What prevents parallel LLM training? If you read book 1 first and then book 2, the resulting update in your knowledge will be the same if you read the books in the reverse order. It seems reasonable to assume that LLM is trained on each book independently, the two deltas in the LLM weights can be just added up.
This is not at all intuitive to me. It doesn't make sense in a human perspective, as each book changes you. Consider the trivial case of a series, where nothing will make sense if you haven't read the prior books (not that I think they feed it the book corpus in order maybe they should!), but even in a more philosophical sort of way, each book changes you. and the person who reads Harry Potter first and The Iliad second will have a different experience of each.
Then, with large language models, we have the concept of grokking something. If grokking happens in the middle of book 1, it is a different model which is reading book 2 and of course the inverse applies.
This isn't true. Set up even a simple ANN dense feed forward three layers you know the one. Then keep everything the same for two models you train with the exception of data order. You'll end up with two different models even though you started with the same weights, etc.

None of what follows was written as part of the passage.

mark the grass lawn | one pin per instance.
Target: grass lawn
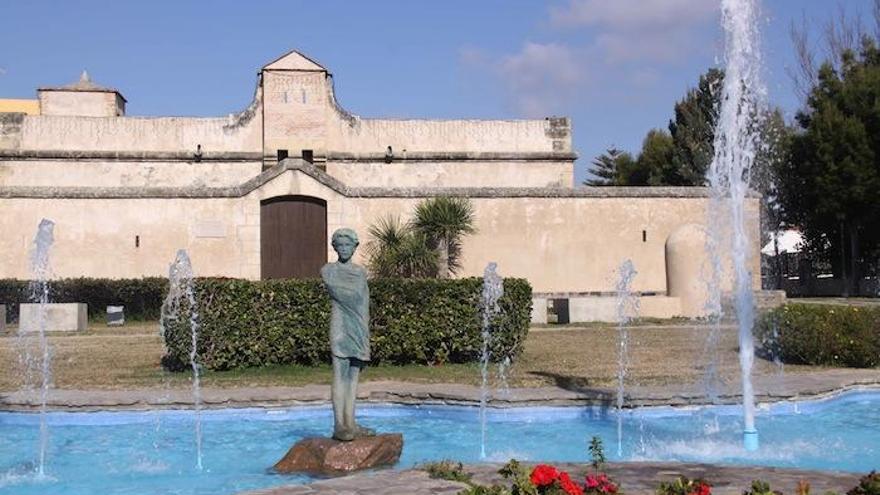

I'm not sure this is true. For instance, consider reading textbooks for linear algebra and functional analysis out of order. You might still grok the functional analysis if you read it first but you'd be better served by reading the linear algebra one first.
In ordinary gradient descent the order does matter, since the position changes in between. I think stochastic gradient descent does sum a couple of gradients together sometimes, but I'm not sure what the trade-offs are and if LLMs do so as well.
By the “delta in the LLM weights”, I am assuming you mean the gradients. You are effectively describing large batch training (data parallelism) which is part of the way you can scale up but there are quickly diminishing returns to large batch sizes.
The "deltas" are calculated by the error in how well the current state of the network predicts the output, backpropagated. Sequential runs are not commutative because the state changes.
Consider the trivial example of training a network to distinguish between sample A and sample B. Give it a hundred As in a row and it just learns "everything is A". Give it a hundred Bs in a row and it relearns "no, everything is B". To train it to distinguish, you must alternate As and Bs (and not too regularly, either!)